Ni el Miserere o la reverencia de la Resurrección. Ni el silencio de las Capas Pardas o el Jerusalem de la Buena Muerte. Para mí –ahora, nosotros- el momento culmen, el máximo apogeo de nuestra semana de pasión ocurre a las cinco en punto de la madrugada del Viernes Santo. El sonido del Merlú rasga la madrugada y da paso al primer redoble de tambores de la banda de cornetas. El ruido puede escucharse desde el extrarradio.
Volvemos a mirarnos y aprieto su hombro con un gesto seco cargado de sentimiento. Observo, consciente de que los niños primerizos, a esa edad, están más pendientes de descifrar los códigos internos del desfile. Apenas existo. Se asombra al paso del Cinco de Copas o La Verónica, momento que aprovecha para preguntar: ¿Ahí cargas tú otros años? Sí. ¿Has visto qué bonita la llevan? –le digo. Y mueve la cabeza, afirmativamente.
Nos colocamos en la fila, lejos del tumulto de las primeras posiciones. No quiero que nada pueda estropear este bonito momento. Tranquilos, hermanos, que vamos a salir todos, se oye, bajo el atronador eco de la Marcha de Thalberg y las voces. Siempre las voces, mitad ebrias, mitad lúgubres. Vamos –le digo- y, poco a poco, danzamos cubiertos de riguroso luto, uno tras otro, por la Plaza de Sagasta camino de las Tres Cruces.
No hay una sola mirada más abierta bajo la túnica. Observa todos los detalles como si fuese a guardarlos bajo llave. Camina en silencio, despacio, y trata de acompasar sus pasos al ritmo de los tambores. A veces mira hacia atrás, buscándome, pero sólo le digo que mire hacia delante, que tenga cuidado de no caerse. No ofrece almendras. No reconoce a nadie. Apenas puede asumir lo que está viviendo y trata de gestionar la emoción lo mejor que puede.
Hacemos fondo en la Plaza de Alemania y sé que esa sensación de frío ya nunca se le olvidará. El río Duero dibuja un clima seco y punzante, un frío que se clava dentro y que no puedes contrarrestar con nada. En ese punto, los pasos se suceden, uno tras otro, mientras esperamos nuestro turno para seguir avanzando. Pensamos en las sopas de ajo y en acomodarnos sobre un bordillo mientras desayunamos por segunda vez. Me pregunta el nombre de ese Nazareno caído bajo una cruz. Señala aquella figura con cara de pocos de amigos que desnuda a Jesús. Quiere saberlo todo.
Su curiosidad no tiene límites en este amanecer luminoso y penitente. Sorbe las sopas como si no las hubiera probado nunca antes, pero estas sopas de ajo son nuevas. Nunca le habían sabido tan ricas a pesar del picante, del exceso de agua, de la mala calidad del pan. Callados: ambos intuimos lo que queremos decirnos.

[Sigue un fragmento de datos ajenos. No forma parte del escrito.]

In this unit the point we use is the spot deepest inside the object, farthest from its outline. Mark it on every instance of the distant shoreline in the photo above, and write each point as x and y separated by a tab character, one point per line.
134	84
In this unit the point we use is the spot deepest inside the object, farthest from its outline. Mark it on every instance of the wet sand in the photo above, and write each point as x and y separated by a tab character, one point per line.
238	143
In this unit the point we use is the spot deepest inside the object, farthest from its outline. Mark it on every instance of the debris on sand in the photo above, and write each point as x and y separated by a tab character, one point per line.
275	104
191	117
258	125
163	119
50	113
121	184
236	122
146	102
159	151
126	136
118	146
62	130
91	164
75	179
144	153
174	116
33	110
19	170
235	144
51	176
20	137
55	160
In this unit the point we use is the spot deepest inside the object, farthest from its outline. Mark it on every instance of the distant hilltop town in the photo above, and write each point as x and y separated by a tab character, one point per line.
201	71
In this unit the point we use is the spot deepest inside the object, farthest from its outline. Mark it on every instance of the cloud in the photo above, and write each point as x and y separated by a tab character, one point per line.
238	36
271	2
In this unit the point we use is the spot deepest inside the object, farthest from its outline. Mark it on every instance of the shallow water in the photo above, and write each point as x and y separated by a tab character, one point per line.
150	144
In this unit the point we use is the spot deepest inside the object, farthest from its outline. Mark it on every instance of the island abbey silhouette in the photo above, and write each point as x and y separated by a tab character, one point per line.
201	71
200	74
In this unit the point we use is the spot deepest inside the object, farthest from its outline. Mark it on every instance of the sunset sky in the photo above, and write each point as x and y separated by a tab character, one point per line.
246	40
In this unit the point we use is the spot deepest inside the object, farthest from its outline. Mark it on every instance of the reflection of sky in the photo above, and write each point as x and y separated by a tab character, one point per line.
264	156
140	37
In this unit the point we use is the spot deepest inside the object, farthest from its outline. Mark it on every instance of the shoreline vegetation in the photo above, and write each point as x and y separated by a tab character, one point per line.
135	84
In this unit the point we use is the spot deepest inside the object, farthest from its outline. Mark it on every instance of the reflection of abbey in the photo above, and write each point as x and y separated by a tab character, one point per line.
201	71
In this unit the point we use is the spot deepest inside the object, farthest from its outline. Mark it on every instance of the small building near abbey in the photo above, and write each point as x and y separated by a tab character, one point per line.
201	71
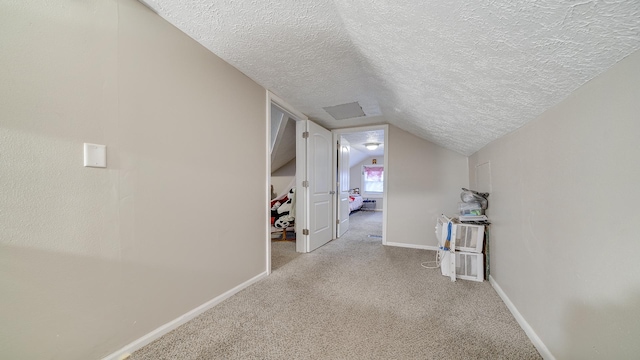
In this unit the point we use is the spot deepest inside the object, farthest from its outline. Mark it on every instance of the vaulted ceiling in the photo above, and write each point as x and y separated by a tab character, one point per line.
457	73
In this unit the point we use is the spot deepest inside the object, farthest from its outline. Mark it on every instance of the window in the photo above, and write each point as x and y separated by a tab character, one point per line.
372	179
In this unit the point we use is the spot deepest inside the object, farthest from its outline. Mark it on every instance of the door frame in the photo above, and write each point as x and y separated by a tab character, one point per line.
336	136
273	99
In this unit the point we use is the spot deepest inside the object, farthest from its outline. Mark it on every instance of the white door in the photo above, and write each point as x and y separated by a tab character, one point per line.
319	188
343	186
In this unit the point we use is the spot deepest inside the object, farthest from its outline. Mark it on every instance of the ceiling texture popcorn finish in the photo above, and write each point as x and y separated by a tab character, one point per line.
460	74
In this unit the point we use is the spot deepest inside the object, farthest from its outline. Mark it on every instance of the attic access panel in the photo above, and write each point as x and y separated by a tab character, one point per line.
345	111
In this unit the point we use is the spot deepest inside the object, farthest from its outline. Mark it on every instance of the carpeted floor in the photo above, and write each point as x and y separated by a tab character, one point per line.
351	299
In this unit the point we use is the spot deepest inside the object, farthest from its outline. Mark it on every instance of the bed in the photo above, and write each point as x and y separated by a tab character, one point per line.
355	202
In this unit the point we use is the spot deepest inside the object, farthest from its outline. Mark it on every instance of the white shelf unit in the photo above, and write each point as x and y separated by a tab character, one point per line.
463	259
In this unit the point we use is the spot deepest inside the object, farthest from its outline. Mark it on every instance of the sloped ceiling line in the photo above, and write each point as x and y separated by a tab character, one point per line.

Y volvemos a la fila y un sol espinoso se cuela por entre las cruces de nuestros hermanos. Observa la reverencia y alguien comenta, desde el público, que era más bonita antes, cuando La Soledad recorría la calle y el resto de imágenes le rendían pleitesía. Bajamos la Amargura, La Marina, Santa Clara –bien, peldaño superado, no como tu padre en aquella húmeda mañana de 1987- hasta la Plaza Mayor.
Sus ojos denotan cansancio, lo sé porque yo también lo noto. La procesión está a punto de terminar, pero el sol mañanero aún tiene ganas de hacernos sufrir un poco más. Disfrutamos de la vuelta a la Plaza, de los bailes certeros y preciosistas de los cargadores, de la música instrumental con Mater Mea como máximo exponente. Y mueve sus pies, en el sitio, tratando de emular a esos hombres que son solo pies negros bajo la mesa tallada.
En el Museo nos espera su madre, con una sonrisa henchida en el rostro. Nos besamos. Nos abrazamos los tres. Ahora, ya eres congregante -le digo. Y Claudia, nuestra pequeña hija Claudia, se siente protagonista. De vuelta a casa pregunta: Papá ¿Y por qué antes no podían salir las niñas? Trato de explicárselo, sin perder demasiado tiempo en el asunto, pero creo que no lo entenderá nunca. Y su madre y yo pensamos que es mejor así.